The York Pyrenoid Physics Project (YP3) will bring physicists and biologists together in an intensively collaborative team, to identify the key components and mechanisms of self-assembly, function and dis-assembly of the pyrenoid. The team combines expertise in algal molecular/cell biology, novel biophysical experimentation and imaging, and theoretical/computational biological physics. YP3 impacts the physics of biological assembly, algal and food-chain biotechnology as well as carbon capture. It will also represent a step-change in complexity in biological liquid-liquid phase separation (LLPS).

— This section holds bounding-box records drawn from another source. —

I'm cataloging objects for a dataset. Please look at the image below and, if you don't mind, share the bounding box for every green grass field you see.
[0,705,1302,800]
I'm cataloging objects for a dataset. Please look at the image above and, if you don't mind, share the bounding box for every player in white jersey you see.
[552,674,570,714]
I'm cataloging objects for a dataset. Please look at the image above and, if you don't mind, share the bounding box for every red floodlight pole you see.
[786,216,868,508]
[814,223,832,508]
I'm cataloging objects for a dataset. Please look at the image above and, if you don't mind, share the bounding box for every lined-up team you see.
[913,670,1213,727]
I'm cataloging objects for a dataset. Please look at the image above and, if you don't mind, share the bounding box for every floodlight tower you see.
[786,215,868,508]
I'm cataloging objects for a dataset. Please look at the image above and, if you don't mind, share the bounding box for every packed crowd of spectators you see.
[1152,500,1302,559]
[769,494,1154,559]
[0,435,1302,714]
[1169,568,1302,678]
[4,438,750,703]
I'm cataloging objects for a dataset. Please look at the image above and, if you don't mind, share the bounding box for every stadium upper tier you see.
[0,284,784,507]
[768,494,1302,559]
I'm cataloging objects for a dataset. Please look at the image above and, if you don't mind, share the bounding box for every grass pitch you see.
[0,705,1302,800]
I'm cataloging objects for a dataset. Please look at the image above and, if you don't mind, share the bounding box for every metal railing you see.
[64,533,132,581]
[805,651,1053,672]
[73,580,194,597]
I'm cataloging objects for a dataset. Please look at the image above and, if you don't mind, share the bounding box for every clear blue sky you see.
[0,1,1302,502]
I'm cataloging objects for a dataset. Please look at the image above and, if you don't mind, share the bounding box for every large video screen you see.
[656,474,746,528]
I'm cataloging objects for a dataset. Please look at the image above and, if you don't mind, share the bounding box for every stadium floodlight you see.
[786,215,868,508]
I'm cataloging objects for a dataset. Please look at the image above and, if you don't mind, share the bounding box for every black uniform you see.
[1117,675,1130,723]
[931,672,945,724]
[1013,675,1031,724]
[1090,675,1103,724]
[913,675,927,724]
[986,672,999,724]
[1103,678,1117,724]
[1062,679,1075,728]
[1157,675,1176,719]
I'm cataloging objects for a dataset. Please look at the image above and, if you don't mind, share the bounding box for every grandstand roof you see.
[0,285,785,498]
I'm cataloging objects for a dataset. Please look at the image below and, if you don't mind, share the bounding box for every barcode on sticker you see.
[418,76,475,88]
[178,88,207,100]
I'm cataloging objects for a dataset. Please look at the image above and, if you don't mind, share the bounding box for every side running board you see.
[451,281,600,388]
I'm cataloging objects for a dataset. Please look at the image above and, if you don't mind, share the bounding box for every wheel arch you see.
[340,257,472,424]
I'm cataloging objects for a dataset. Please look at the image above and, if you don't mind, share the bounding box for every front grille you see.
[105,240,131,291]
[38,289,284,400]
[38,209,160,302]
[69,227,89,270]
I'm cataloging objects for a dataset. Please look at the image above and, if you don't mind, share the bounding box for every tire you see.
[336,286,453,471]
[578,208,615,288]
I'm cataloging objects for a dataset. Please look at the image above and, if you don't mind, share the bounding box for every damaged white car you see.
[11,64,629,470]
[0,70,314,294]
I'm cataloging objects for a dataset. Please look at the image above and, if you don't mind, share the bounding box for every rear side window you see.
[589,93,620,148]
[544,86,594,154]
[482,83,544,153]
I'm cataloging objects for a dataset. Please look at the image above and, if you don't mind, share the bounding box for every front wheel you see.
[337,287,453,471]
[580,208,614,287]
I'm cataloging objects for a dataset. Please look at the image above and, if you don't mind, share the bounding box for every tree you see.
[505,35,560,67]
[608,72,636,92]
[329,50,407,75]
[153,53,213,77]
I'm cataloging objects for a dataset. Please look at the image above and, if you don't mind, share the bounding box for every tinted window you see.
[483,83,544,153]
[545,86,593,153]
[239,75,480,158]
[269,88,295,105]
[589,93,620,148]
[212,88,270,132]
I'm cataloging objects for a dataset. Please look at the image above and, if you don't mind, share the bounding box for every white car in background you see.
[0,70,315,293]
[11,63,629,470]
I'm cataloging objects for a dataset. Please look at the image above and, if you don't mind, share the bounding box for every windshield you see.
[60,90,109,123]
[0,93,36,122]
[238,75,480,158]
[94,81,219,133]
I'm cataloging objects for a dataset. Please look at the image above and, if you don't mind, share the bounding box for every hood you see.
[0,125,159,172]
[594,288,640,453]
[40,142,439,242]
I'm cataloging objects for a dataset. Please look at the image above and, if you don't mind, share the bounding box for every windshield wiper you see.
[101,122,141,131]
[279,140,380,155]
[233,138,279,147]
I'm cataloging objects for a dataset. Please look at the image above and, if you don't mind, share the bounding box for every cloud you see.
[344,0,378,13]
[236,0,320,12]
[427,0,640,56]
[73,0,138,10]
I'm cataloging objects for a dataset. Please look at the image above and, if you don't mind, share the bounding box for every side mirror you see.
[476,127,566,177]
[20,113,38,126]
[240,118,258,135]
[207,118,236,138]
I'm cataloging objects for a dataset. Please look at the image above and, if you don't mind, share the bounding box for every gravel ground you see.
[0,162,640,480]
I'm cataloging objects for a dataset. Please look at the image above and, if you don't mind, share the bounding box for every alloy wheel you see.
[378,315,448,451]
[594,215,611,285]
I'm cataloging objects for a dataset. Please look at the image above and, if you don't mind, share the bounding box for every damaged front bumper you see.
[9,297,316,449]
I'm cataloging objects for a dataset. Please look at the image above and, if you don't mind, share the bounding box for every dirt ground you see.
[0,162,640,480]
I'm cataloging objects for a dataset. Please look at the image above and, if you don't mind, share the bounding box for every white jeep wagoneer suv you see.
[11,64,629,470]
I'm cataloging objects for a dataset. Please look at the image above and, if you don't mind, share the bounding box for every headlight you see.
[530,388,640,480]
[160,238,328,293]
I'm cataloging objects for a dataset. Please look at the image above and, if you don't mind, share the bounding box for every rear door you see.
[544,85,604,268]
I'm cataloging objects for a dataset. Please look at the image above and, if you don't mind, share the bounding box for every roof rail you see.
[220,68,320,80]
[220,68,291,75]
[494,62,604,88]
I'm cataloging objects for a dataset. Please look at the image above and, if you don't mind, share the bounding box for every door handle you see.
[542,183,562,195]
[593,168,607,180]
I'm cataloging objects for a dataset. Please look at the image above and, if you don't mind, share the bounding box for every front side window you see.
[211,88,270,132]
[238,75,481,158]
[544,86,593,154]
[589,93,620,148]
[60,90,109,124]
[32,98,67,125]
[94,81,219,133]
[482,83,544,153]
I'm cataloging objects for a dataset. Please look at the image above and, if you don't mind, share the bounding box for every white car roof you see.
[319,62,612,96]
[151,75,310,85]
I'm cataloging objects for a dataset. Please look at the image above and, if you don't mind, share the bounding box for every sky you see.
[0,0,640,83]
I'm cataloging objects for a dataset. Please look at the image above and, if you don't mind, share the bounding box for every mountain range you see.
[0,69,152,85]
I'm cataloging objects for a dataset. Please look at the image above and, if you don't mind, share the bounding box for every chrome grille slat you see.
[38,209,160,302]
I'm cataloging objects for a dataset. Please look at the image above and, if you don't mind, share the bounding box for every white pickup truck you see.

The team will survey the structure and genetics of a large family of algal pyrenoids, then focus on intensive studies of core examples using cutting-edge imaging techniques able to track individual protein molecules as they move around the cell in response to external signals. Simplified mixtures of pyrenoid components, such as the active protein Rubsico and its 'linker' proteins, will be extracted from algae and the co-operative behaviour studied through the same techniques in vitro. The experiments will inform and test a growing computational model of the self-assembling pyrenoid, which will in turn make predictions for further experiments. A final output of the project will be the knowledge-base, from the combined model and experimental data, necessary to guide an attempt to build an artificial test tube pyrenoid, a next step in biotechnology applications for carbon capture and synthetic pyrenoids in crops to improve yields.

The early-career researchers in YP3 will have unparalleled training in interdisciplinary research methods, communication and project management, and participate in wider Physics of Life activities in the UK and US through the UK Physics of Life and the linked US Physics of Living Systems Networks. YP3 is also supported by a world-leading international advisory board, who will additionally host the researchers for training periods.